Let me know how it goes! I'm curious for sure.
 

Learner1

Senior Member
Messages
6,305
Location
Pacific Northwest
I'm seeing a top ME/CFS specialist who diagnosed me with chronic EBV with a high VCA IgG and a positive PCR. He said I definitely had it, even though all other types of EBV tests were negative over the previous 18 months.

From what I understand, EBV doesn't behave the same way in everyone and has some oddities in its replication making it hard to find, especially in those of us whose immune systems aren't working well.

The doctor put me on 1.8g of valganiciclovir and my brain fog began to clear and energy improved. I'm still dealing with the autoimmunity the EBV seems to have caused.
 

Gingergrrl

Senior Member
Messages
16,171
@Ema would you say that the Early Antigen test is a better predictor of active EBV (that needs to be treated with an anti viral) than a positive PCR test? I'll def let you know what happens after my phone consult next week and am getting so confused re: this issue now!
 

Ema

Senior Member
Messages
4,729
Location
Midwest USA
I would say that they are both pieces of a puzzle that have to be interpreted by a professional taking symptoms and the whole picture into account. In your case, taking rituximab, as well.
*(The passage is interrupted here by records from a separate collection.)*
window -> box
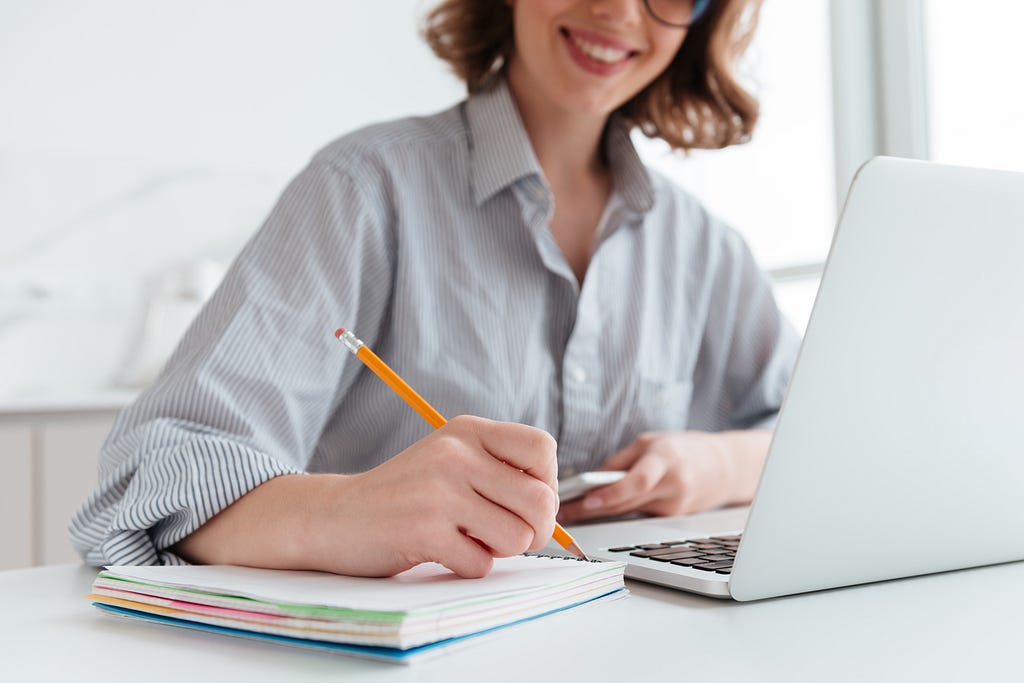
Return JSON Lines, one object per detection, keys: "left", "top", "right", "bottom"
{"left": 635, "top": 0, "right": 835, "bottom": 332}
{"left": 924, "top": 1, "right": 1024, "bottom": 172}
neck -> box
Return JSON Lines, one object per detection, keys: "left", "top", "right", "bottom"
{"left": 505, "top": 66, "right": 609, "bottom": 187}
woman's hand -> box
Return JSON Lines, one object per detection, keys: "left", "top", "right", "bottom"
{"left": 316, "top": 415, "right": 559, "bottom": 578}
{"left": 175, "top": 415, "right": 558, "bottom": 579}
{"left": 557, "top": 430, "right": 772, "bottom": 523}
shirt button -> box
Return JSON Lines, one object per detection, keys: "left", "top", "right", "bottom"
{"left": 570, "top": 366, "right": 588, "bottom": 383}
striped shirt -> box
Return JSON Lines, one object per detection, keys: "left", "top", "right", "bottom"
{"left": 69, "top": 79, "right": 800, "bottom": 566}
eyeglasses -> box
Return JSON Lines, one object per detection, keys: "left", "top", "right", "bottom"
{"left": 643, "top": 0, "right": 712, "bottom": 28}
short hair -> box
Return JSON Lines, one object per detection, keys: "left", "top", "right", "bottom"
{"left": 421, "top": 0, "right": 762, "bottom": 151}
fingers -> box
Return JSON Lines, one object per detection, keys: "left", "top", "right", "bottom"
{"left": 442, "top": 415, "right": 558, "bottom": 549}
{"left": 559, "top": 448, "right": 668, "bottom": 522}
{"left": 557, "top": 437, "right": 650, "bottom": 522}
{"left": 458, "top": 490, "right": 546, "bottom": 556}
{"left": 596, "top": 450, "right": 668, "bottom": 511}
{"left": 449, "top": 415, "right": 558, "bottom": 489}
{"left": 411, "top": 479, "right": 546, "bottom": 576}
{"left": 412, "top": 481, "right": 547, "bottom": 576}
{"left": 469, "top": 464, "right": 558, "bottom": 551}
{"left": 390, "top": 417, "right": 559, "bottom": 571}
{"left": 431, "top": 531, "right": 495, "bottom": 579}
{"left": 598, "top": 436, "right": 648, "bottom": 471}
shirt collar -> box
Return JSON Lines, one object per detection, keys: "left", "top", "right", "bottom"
{"left": 465, "top": 78, "right": 655, "bottom": 214}
{"left": 603, "top": 117, "right": 656, "bottom": 215}
{"left": 465, "top": 79, "right": 543, "bottom": 206}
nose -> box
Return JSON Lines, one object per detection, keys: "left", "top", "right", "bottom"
{"left": 588, "top": 0, "right": 645, "bottom": 25}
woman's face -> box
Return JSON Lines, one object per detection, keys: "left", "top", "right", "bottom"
{"left": 507, "top": 0, "right": 690, "bottom": 119}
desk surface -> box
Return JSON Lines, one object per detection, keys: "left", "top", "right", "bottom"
{"left": 4, "top": 512, "right": 1023, "bottom": 682}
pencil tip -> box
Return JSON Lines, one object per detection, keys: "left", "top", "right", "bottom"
{"left": 567, "top": 542, "right": 590, "bottom": 562}
{"left": 335, "top": 327, "right": 346, "bottom": 338}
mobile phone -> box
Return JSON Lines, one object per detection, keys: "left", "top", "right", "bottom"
{"left": 557, "top": 471, "right": 626, "bottom": 502}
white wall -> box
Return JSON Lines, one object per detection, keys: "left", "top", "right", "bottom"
{"left": 0, "top": 0, "right": 464, "bottom": 172}
{"left": 925, "top": 1, "right": 1024, "bottom": 172}
{"left": 0, "top": 0, "right": 464, "bottom": 402}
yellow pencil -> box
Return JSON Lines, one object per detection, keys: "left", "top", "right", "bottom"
{"left": 335, "top": 327, "right": 588, "bottom": 561}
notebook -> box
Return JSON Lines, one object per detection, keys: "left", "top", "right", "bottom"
{"left": 87, "top": 555, "right": 626, "bottom": 663}
{"left": 576, "top": 156, "right": 1024, "bottom": 600}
I’m also curious what your IgG titers would look like after rituximab. If you have no B cells, does that mean no antibody response?
 

Gingergrrl

Senior Member
Messages
16,171
@Ema I believe I would still make antibodies b/c I asked my doctor (pre-Ritux) if I needed to be revaccinated for anything post-Ritux and he said absolutely 100% no. He said the vaccines are in the memory cells (this is from memory and not his words) and they are untouched by Ritux so I assume the antibody response would be similar?